ARX Inference

Deploy trained OpenPi policies on ARX-X5 dual-arm robots (RealSense cameras, ROS2). Inference runs by sending observations to a policy server (on a GPU host) and applying the returned action chunks on the robot, with optional temporal smoothing [2] or RTC (real-time chunking) [1].

Prerequisites: ARX-X5 and ROS2 setup

Follow the official ARX-X5 setup so arms and cameras work correctly:

ARX_X5 (ARX Robotics)
Clone the repo, follow the docs for:
- ROS2 workspace (e.g. ROS2/X5_ws), building packages
- Arm control and feedback topics
- RealSense camera setup

After the ARX-X5 and robot hardware are set up, install the Python 3.10 inference environment (below) and build the bimanual package in this repo.

Python 3.10 inference environment (one-time setup)

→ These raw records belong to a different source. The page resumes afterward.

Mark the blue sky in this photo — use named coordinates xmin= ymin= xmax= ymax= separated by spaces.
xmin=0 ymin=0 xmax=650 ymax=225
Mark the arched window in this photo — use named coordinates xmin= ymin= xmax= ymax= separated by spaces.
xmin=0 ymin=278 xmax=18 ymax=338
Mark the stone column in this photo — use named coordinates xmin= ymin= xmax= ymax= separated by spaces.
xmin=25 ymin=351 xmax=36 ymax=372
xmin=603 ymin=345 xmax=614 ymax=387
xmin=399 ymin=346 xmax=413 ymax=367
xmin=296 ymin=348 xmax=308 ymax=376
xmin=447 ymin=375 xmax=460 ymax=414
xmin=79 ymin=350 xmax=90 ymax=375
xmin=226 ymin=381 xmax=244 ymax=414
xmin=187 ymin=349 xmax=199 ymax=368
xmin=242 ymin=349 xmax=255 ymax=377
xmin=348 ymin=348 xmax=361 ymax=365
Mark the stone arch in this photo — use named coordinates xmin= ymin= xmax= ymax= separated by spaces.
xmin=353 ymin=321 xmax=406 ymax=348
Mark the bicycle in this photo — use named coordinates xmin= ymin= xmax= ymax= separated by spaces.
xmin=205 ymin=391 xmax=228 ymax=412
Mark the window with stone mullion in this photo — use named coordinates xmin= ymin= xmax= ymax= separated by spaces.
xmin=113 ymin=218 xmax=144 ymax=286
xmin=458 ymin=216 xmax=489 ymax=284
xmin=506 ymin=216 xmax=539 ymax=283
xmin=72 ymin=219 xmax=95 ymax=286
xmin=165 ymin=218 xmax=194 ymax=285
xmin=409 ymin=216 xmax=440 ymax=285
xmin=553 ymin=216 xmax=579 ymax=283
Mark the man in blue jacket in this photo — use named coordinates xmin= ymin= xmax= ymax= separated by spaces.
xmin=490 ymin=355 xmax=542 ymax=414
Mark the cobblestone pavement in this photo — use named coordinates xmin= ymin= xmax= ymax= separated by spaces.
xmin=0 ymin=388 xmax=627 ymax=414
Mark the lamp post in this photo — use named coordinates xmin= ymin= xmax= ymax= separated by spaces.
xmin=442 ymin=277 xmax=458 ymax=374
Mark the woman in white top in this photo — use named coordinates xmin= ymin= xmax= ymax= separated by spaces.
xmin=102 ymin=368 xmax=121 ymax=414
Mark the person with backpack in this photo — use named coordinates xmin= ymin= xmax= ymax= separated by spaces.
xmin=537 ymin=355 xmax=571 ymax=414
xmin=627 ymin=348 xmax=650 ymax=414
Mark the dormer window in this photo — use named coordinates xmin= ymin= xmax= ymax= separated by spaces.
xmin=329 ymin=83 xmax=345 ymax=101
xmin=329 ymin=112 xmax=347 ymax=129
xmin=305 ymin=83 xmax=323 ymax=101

On the machine that runs the inference client (IPC or same host as ROS2), use a dedicated Python 3.10 environment.

1. Create and activate conda env

conda create -n kai0_inference python=3.10
conda activate kai0_inference

2. Install dependencies

Install PyTorch (if needed for local use), OpenCV, NumPy, and other deps. From the repository root you can reuse the Agilex IPC requirements if present:

pip install -r train_deploy_alignment/inference/agilex/requirements_inference_ipc.txt

(or install opencv-python, numpy, pyrealsense2, etc. as needed.)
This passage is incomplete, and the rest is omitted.